I’ll chalk this one up to the 2018 World Cup qualifying failure still looming large in my mind. I watched (on TV) the US lose 2-1 against Trinidad and Tobago to seal their fate and it seems like we’ve been clawing our way back to relevance since then.
And relevant we are again! The USMNT’s two wins to start this tournament has jolted me awake. I told Jen that on the eve of the World Cup, my enthusiasm was muted. I’d like to state for the record that I’m fully aboard the hype train. The team is playing a visually and emotionally attractive style. We have a modern coach using modern tactics and we finally have a striker who can finish in front of goal. I don’t care if this comes off as American naïveté (I’m usually more measured in my expectations) but I think they could make it all the way to the semifinals.
Elsewhere on the Internet (and also on Substack)
Would you believe ChatGPT if it tells you ‘I know how you feel?’, if instead of a chat pane it is a bunch of goats in Age of Empires II?
A Microsoft computer scientist has tackled questions of AI sentience in a delightfully absurd way: by showing how one could theoretically build a large language model (LLM) — the kind powering your favorite AI chatbot du jour — inside the classic computer strategy game Age of Empires II.
In a preprint titled “If AI is sentient, then so is Age of Empires II” (AOE2), Adrian de Wynter, also of the University of York, argued that the representation of an LLM affects its perceived properties.
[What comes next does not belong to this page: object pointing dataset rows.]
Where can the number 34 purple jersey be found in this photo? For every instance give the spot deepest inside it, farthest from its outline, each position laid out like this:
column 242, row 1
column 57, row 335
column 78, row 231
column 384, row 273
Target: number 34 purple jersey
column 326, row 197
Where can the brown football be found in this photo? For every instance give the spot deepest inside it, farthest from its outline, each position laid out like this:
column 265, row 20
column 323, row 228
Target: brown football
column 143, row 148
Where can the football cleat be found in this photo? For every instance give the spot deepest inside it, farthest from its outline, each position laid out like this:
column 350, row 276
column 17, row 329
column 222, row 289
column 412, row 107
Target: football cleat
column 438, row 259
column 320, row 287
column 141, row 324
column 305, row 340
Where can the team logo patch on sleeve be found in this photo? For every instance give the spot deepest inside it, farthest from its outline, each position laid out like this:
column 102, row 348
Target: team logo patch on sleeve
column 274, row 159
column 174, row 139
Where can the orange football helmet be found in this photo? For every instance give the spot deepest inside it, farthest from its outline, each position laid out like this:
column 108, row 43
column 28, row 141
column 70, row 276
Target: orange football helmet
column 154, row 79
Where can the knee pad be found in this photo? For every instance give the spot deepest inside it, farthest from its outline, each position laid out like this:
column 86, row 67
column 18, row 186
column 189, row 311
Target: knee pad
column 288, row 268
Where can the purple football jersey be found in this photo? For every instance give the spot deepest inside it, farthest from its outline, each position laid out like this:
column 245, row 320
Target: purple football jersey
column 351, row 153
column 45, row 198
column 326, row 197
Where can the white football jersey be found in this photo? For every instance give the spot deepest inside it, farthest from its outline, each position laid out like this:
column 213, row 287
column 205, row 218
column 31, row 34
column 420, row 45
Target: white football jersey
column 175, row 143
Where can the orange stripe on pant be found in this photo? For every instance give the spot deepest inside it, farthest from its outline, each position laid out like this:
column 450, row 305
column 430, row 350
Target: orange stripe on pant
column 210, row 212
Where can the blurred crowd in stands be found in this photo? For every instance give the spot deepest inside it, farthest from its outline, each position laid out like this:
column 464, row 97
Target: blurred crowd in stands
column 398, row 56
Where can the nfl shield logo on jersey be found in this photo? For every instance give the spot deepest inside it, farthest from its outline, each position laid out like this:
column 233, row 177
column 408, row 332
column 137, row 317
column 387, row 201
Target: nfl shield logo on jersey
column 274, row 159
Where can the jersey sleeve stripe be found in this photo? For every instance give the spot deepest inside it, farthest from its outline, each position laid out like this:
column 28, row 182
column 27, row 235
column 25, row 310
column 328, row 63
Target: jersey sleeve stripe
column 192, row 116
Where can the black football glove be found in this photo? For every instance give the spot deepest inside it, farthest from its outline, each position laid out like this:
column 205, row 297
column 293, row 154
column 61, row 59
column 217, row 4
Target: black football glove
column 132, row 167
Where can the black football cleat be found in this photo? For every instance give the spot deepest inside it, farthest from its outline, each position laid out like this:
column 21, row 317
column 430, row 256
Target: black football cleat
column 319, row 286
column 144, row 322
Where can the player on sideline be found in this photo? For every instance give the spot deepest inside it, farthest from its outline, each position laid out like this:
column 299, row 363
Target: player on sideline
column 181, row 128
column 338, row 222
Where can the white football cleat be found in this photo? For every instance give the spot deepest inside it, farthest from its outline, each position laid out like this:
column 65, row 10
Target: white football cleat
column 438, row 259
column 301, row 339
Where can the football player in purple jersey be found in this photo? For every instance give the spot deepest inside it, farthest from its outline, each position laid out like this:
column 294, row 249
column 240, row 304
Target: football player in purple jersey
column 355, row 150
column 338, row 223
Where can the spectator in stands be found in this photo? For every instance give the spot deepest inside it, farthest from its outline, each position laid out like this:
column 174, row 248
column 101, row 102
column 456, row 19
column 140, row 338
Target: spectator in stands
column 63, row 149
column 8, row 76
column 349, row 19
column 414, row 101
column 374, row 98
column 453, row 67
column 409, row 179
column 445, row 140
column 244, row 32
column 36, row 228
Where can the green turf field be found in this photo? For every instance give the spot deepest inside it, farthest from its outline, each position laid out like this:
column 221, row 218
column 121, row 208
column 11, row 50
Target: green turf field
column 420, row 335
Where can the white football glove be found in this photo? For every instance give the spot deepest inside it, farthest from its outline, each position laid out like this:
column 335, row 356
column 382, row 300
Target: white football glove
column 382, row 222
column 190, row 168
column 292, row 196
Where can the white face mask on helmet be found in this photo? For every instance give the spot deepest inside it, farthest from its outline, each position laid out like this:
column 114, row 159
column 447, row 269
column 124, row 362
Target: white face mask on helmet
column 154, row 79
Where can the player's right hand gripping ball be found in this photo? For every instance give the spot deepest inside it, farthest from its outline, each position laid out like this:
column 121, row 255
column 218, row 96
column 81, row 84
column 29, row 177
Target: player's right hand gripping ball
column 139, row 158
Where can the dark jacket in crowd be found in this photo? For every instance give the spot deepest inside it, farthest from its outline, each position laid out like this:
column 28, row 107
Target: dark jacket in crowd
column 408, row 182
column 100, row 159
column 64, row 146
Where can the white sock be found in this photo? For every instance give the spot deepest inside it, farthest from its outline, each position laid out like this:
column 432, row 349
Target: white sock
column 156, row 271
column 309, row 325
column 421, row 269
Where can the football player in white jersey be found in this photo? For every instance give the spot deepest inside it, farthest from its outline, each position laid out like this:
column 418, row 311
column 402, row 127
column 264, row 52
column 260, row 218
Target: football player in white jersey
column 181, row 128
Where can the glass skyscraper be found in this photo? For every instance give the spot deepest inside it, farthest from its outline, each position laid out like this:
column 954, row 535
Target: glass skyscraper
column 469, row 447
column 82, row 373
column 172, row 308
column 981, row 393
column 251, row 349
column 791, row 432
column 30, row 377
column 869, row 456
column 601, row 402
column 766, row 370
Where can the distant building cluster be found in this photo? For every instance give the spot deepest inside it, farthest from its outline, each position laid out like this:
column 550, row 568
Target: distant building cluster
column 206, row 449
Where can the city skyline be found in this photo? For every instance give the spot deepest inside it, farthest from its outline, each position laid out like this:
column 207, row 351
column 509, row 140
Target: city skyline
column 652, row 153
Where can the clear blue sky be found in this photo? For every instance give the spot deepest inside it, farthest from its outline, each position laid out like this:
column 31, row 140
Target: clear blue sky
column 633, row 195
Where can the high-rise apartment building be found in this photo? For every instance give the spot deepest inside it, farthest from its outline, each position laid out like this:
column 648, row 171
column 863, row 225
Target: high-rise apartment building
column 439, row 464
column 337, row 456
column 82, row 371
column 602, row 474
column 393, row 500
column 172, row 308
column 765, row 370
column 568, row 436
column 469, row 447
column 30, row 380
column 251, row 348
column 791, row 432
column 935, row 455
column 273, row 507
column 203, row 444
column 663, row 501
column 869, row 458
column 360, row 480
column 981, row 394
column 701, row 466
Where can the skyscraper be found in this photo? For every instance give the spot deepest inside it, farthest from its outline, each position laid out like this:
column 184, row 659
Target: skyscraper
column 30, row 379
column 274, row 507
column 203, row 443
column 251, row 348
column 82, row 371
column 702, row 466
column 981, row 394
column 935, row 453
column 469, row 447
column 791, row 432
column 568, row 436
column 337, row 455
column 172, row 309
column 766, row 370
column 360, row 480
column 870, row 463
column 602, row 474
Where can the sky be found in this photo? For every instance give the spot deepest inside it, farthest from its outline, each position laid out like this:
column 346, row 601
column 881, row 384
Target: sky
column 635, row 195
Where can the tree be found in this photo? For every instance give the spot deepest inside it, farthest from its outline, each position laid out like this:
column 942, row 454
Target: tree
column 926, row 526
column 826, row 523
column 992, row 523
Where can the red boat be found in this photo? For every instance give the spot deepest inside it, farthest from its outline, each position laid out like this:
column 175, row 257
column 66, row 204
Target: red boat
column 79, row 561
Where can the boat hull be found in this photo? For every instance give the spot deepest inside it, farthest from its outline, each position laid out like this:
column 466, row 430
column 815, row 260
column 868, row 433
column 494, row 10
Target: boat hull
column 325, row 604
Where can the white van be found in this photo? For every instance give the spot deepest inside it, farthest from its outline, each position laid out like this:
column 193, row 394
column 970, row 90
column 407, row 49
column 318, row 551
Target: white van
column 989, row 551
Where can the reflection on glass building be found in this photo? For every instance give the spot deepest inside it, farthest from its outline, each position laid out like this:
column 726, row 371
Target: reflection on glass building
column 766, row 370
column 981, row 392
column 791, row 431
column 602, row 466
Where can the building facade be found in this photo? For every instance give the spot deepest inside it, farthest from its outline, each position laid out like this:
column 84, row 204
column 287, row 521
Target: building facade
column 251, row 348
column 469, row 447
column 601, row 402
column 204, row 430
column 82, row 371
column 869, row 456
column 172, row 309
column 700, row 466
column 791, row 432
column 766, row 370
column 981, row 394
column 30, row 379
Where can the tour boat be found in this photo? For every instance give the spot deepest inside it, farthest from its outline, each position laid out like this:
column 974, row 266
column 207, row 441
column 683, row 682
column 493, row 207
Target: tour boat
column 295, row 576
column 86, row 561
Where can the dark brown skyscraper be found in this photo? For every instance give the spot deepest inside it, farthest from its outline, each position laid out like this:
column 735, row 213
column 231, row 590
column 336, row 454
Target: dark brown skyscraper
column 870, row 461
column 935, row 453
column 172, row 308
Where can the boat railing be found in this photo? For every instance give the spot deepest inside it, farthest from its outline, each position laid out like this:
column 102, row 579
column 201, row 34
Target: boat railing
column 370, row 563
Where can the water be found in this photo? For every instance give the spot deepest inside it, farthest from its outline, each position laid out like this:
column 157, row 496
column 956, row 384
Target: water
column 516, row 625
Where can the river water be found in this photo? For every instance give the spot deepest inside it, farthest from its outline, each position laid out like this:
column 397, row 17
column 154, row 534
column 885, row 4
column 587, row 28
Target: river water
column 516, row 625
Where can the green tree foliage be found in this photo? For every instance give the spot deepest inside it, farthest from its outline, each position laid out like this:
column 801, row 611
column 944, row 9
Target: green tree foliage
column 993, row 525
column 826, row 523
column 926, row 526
It’s an interesting point, but let’s not lose sight of the real contribution here: making logic gates and “perceptrons” using goats, an in-game unit that provides food resources to players as they take their civilizations out from the dark ages and into more advanced states of conquest. (Not sure why he specifically went with goats, when it could have also been sheep, or even turkeys.)
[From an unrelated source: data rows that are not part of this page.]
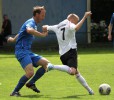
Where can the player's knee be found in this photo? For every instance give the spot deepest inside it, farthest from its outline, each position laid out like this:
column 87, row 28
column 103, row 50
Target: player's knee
column 30, row 74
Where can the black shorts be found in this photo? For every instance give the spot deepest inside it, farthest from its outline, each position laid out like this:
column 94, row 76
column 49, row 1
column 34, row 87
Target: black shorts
column 70, row 58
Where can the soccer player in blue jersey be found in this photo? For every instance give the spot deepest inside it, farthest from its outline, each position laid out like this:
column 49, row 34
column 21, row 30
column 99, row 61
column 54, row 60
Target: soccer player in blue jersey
column 25, row 56
column 111, row 29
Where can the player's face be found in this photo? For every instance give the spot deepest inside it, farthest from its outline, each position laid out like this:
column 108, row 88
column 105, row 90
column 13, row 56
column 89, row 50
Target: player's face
column 40, row 16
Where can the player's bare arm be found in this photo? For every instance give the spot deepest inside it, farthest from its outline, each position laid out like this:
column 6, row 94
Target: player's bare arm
column 109, row 32
column 36, row 33
column 12, row 39
column 78, row 25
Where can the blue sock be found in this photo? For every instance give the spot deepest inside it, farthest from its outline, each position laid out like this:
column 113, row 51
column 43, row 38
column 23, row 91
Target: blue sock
column 39, row 73
column 21, row 83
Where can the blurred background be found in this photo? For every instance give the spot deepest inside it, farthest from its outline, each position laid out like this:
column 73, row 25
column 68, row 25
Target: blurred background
column 93, row 31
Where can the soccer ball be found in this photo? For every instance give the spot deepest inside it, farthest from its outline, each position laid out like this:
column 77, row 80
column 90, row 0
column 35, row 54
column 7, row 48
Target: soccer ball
column 104, row 89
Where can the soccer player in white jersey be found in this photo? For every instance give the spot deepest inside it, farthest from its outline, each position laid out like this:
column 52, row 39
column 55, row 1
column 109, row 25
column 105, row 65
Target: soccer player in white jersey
column 65, row 32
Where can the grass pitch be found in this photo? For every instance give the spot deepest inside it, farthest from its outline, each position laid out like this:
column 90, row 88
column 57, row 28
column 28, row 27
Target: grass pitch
column 95, row 64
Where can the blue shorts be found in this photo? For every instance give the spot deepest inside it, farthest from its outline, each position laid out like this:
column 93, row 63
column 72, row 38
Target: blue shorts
column 26, row 57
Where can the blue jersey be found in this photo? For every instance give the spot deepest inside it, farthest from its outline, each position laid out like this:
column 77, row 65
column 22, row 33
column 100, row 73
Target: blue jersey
column 112, row 21
column 24, row 40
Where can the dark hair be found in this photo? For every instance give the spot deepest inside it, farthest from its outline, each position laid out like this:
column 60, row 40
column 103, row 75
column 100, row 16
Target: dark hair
column 37, row 9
Also, this is a sentence you don’t often see in academic papers:
Corollary 1 (AoE II is Turing-Complete). Let I be an instance of AoE II with two players p0,p1. Assume p0 has a market, a monk, a monastery, a relic, six villagers, and five farms; while p1 has a scout unit and only attacks p0’s buildings. Then if I has no time or size limits and the terrain allows for buildings everywhere, the game session in I is Turing-complete.
De Wynter goes into more detail about his paper and digital goatherding on his Substack. Unfortunately, I was unable to find any explanation as to why he chose AoE2 to make his point, rather than any other game with a custom map editor.
If it’s not clear by now, AoE2 is a personal favorite of mine. My brother and I used to play against each other all the time when we were teenagers and we rekindled our rivalry during the COVID-19 pandemic thanks to the remastered version. Like many players and real-life would-be conquerors, I never quite managed how to sustain a military campaign without letting my home base and economy fall to pieces. The in-game AI (not to be confused with De Wynter’s goat-gate features) on the hardest settings always seemed to get the better of me.
That’s all for this week, I have to go practice my build orders.